Le novità che il governo prospetta in materia di governance degli
atenei ci paiono prive di qualsiasi ambizione culturale e di ogni
volontà di risanare effettivamente i problemi dell’università pubblica,
e ispirate esclusivamente a una logica autoritaria e privatistica, tesa
a una marcata verticalizzazione del processo di formazione delle
decisioni a discapito dell’autonomia degli atenei. Riteniamo che
l’università debba cambiare, ma occorre a nostro giudizio procedere in
tutt’altra direzione, salvaguardando il carattere pubblico
dell’università e favorendo la partecipazione democratica di tutte le
componenti del sistema universitario.
Quanto previsto per la vasta area del precariato ci sembra
profondamente iniquo e irrazionale, tale da mettere a repentaglio la
funzionalità di molti dipartimenti. I tagli alle finanze degli atenei e
la nuova normativa per l’accesso alla docenza preludono all’espulsione
in massa dal sistema universitario di persone meritevoli, stimate anche
in ambito internazionale, che da tempo lavorano nell’università
italiana, tra le ultime in Europa per quantità di docenti di ruolo e
tra le più sfavorite per rapporto docenti/studenti. Al di là della
retorica sul valore strategico della conoscenza e della ricerca, il
governo – ostacolando i nuovi accessi, conservando le vecchie logiche
baronali e non introducendo alcuna misura preventiva contro il
malcostume accademico – pianifica un enorme spreco di risorse
finanziarie, impiegate per la formazione di tanti studiosi ai quali
sarà impedito l’accesso ai ruoli dell’università, e una perdita secca
in termini di capacità, competenza ed esperienza, che rischia di
determinare un incolmabile divario tra l’Italia e i Paesi più avanzati.
Chiediamo al governo di fermarsi, ma ci rivolgiamo anche al mondo
universitario affinché faccia sentire la propria voce e manifesti con
forza le proprie ragioni e preoccupazioni.

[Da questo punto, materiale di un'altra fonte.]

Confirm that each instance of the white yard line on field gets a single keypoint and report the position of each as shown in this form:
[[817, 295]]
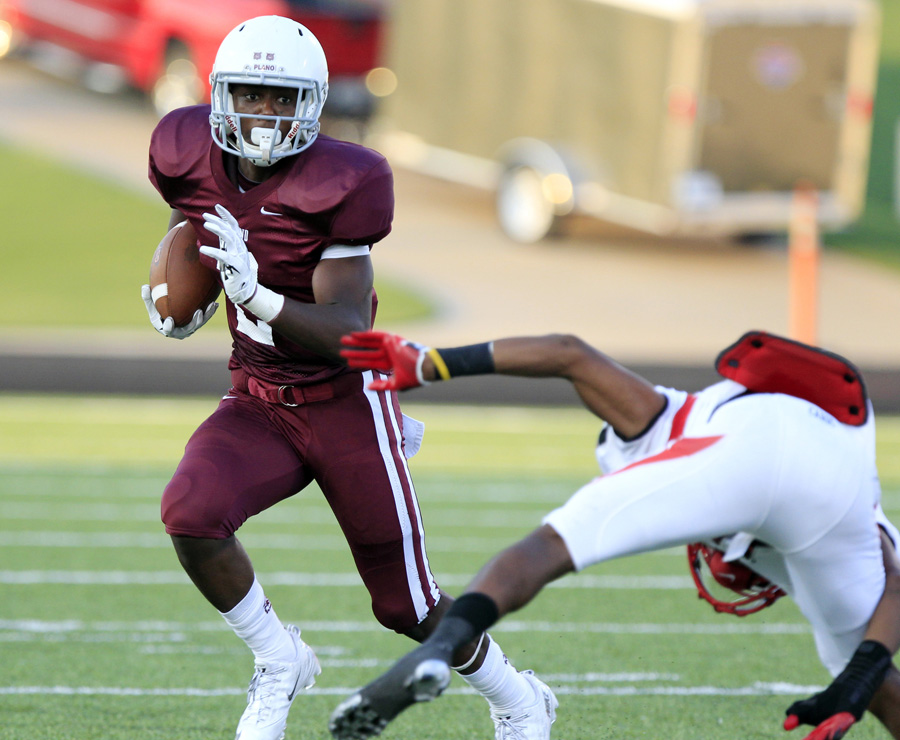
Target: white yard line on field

Non difendiamo lo status
quo: invochiamo una riforma seria che ampli gli spazi di
partecipazione, salvaguardi il carattere pubblico dell’università e
tuteli l’autonomia della didattica e della ricerca. Non ignoriamo
l’esigenza di verificare la qualità dell’insegnamento e del lavoro
scientifico di ciascun docente: esigiamo l’adozione di rigorose
procedure di valutazione, non graduatorie improvvisate e funzionali a
campagne di stampa più o meno denigratorie, ma criteri oggettivi,
adeguati alle diverse specificità disciplinari e capaci di rilevare
anche i pregi, internazionalmente riconosciuti, della ricerca italiana.
Non auspichiamo un reclutamento ope legis: chiediamo lo stanziamento
delle risorse necessarie a consentire l’accesso ai ruoli, previo
concorso, di quanti abbiano acquisito, negli anni del precariato,
comprovate competenze e attitudini professionali.
L’università pubblica non può essere governata in modo autoritario né
gestita con criteri ragionieristici. Il lavoro di quanti ne
garantiscono l’attività deve essere riconosciuto e tutelato. La
conoscenza è una risorsa del Paese e un diritto fondamentale che la
Costituzione riconosce a ciascun cittadino della Repubblica.